World War II: The Battle for Castle Itter (The “strangest” battle of WWII)
Quite possibly one of the most bizarre battles of World War II, this legendary battle involved fourteen American soldiers, a Yugoslavian resistance member, ten German Wehrmacht troops, an SS Officer, one tank and a handful of French prisoners working together to fight off roughly 150 Nazi SS soldiers from taking over a recently-liberated castle in Austria.
On May 3rd of 1945, a Yugoslav resistance member was handed a letter written in English and told to hand it to the first American he saw. Covering over forty miles, he ran into the American 409th Infantry Regiment, who organized a rescue party to go take the castle and liberate the French prisoners inside.
While an entire unit of armor was supposed to go on the operation, artillery fire held back all but two jeeps of infantrymen, which made their way to the castle. Before their arrival, the German skeleton crew that were tasked with guarding the castle fled, leaving the French prisoners -including Charles de Gaulle’s sister and a French tennis star- to gather up whatever weapons remained and defend their “accommodations” until Allied forces arrived.
In addition to the two jeeps of American troops, a small group of German soldiers who pledged to protect a nearby village against brutal SS reprisals heard about what was happening at the castle and moved in to assist. At the same time, a single Sherman tank of the 12th Armored Division under the command of Captain “Jack” Lee heard about the castle as well, darting off to make history or get blown up, whichever came first.
Angry about losing face and still fanatically dedicated to the Nazi cause, SS units moved in to take the castle back. Left with no option but to defend, the ragtag band of castle defenders fought viciously through the night to drive off the SS. During the battle, the American tank was taken out by an 88mm gun, though none of the Sherman crew were killed.

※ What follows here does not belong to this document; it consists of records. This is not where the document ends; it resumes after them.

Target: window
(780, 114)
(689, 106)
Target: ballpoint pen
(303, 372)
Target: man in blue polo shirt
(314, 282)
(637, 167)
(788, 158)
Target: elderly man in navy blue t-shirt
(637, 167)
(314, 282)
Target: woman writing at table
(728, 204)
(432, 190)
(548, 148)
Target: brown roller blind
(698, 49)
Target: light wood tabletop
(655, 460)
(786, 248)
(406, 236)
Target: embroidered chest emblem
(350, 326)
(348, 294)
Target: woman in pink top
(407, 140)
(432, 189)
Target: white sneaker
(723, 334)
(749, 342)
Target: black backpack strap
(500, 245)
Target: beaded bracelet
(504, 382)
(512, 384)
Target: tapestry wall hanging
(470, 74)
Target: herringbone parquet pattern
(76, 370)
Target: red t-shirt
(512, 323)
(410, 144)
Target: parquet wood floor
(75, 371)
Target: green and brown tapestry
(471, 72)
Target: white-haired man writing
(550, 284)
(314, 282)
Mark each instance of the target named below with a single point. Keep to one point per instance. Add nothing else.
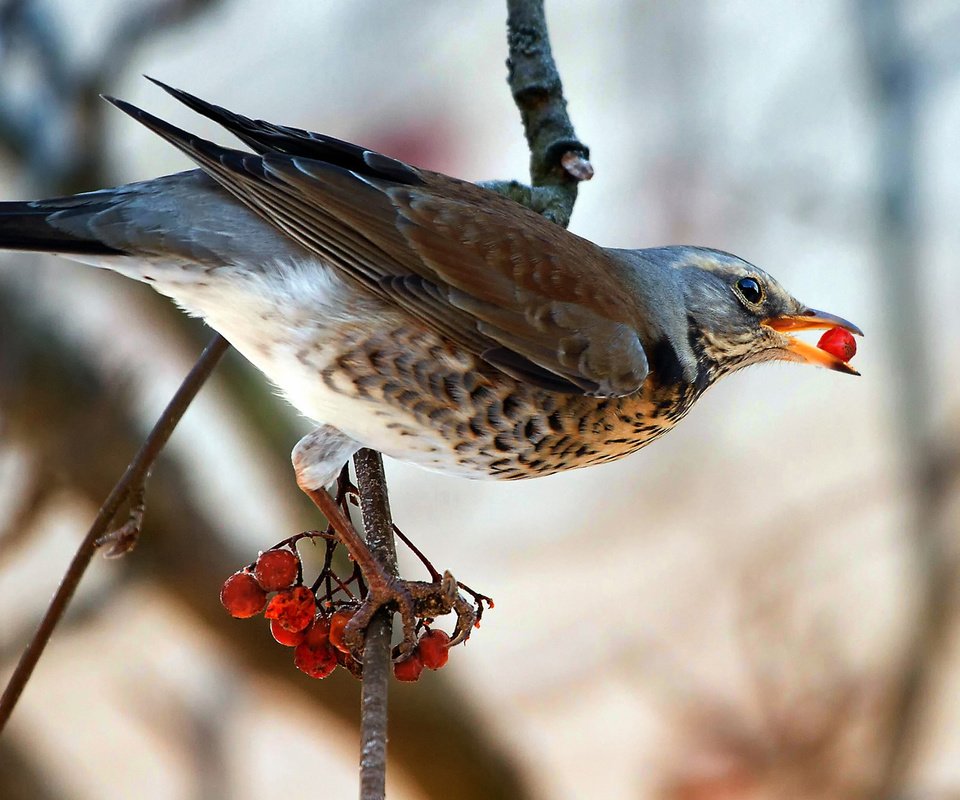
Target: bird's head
(738, 315)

By early afternoon of the second day, word of some crazy stuff going down at ol’ Itter reached the 142nd, prompting the unit to race to the Austrian castle. En-route, they ran into the French tennis star Jean Borotra, who had bravely vaulted the castle wall and dashed through SS troops to relay the situation to the Americans. His task complete, he requested a uniform and joined the 142nd in backing up the besieged coalition at Itter.
Arriving around 4PM, the Americans swiftly defeated the SS, taking around a hundred prisoners. Two days later, Germany surrendered.
While we were only able to provide five examples of absolute oddity in American military history, one doesn’t have to dig too deeply into a book or the internet to find more. As long as there are humans fighting in wars, there will always be a creased page or bookmark denoting where the brutalities of man took a strange and unexpected tangent.